Surely this is the tip of the iceberg considering there are 196 countries worldwide? Rwanda has had the highest number of women parliamentarians worldwide, with women wining 63.8% of seats in the lower house. What lessons can be learnt from how Rwanda has navigated its social and economic hurdles to create the world’s strongest ecosystem for funnelling women into politics? And what reason do wealthier countries have for falling short of the mark?
The UK’s Prime Minister Theresa May has been publicly quizzed on the validity of some of her policies for she does not have children. How likely it is that this question would be levelled at a male Prime Minister? Our collective need to evolve was encapsulated by Sheryl Sandberg, Facebook Chief Operating Officer: "In the future, there will be no female leaders. There will just be leaders." The world is still a long way away from that dream. Of the 781 million adults over the age of 15 estimated to be illiterate, 64% were female, according to the World’s Women 2015 report.
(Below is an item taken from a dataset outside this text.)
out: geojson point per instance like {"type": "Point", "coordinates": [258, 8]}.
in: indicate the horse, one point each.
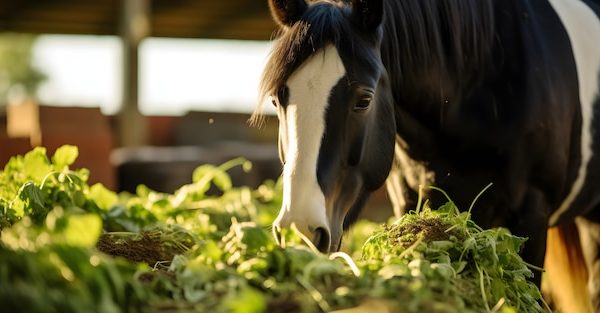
{"type": "Point", "coordinates": [452, 93]}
Adding another $12 trillion to global GDP would be beneficial, right? This is more than possible if every country matched the progress towards gender parity of its fastest-improving neighbour, according to the McKinsey Global Institute’s 2015 report. A scenario in which women participate in the economy identically to men would add up to $28 trillion – 26% – of annual global GDP by 2025. Astonishingly, this untapped value is equivalent to the size of the world’s two largest economies, the US and China, respectively.
Underemployment and unemployment combined are the top risks to the global business environment in 2017. And still swathes of highly educated and talented women are not being facilitated and utilized in the working world due to archaic cultural norms that supress professional aspirations and unsupportive working environments, such as inflexible hours and child care provisions.
"Gender equality is more than a goal in itself. It is a precondition for meeting the challenge of reducing poverty, promoting sustainable development and building good governance,” said Kofi Annan, former UN chief and Nobel Peace Prize Winner.
Digital fluency as part of the Fourth Industrial Revolution is one easy-to-access key to unlocking a treasure trove of female talent and professionals. Mothers with childcare restraints do not need to be alienated from the flow of the workplace conversation for they can join in via digital tools and social media. The volume of household work could be automated further, thus giving women – and men – juggling careers and families more time to explore their work opportunities. Women aspiring to careers in the energy sector, for example, need not be deterred by three-week stints on offshore oil rigs, for they can do the same work from an office located near their homes or at home during unsocial hours. Companies can shift to results-driven environments rather than today’s presence and labour-driven job descriptions.
But women are not automatic winners of this major change – success must still be fought for. As it stands, the female workforce could be hardest hit by the disruptive digital changes to business models, especially office and administrative duties. Men will gain one job for every three jobs lost, while women will gain one job for every five lost, estimates the WEF.
Women must embrace science, technology, engineering and mathematics (STEM) education and careers to help offset this balance, for these are the skillsets that will be in continuous demand in the future. Only 24% of people working in information and communication technology (ICT) around the world are women and in the field of computing and mathematics, women only represent 23% of employees. In terms of STEM subjects in Cambodia, for example, 94% of doctoral students and 79% of researchers in this field are men.
The black holes of inequality must be addressed along the entire chain. This encompasses parent-led campaigns to halt gender-based marketing and encouraging girls to study ‘male-dominated’ subjects at school and university. It extends to exploring innovative child-care options so that women do not feel forced to choose a path at a crossroads of their families and careers. What role can you play in making 50:50 a reality sooner than 2186?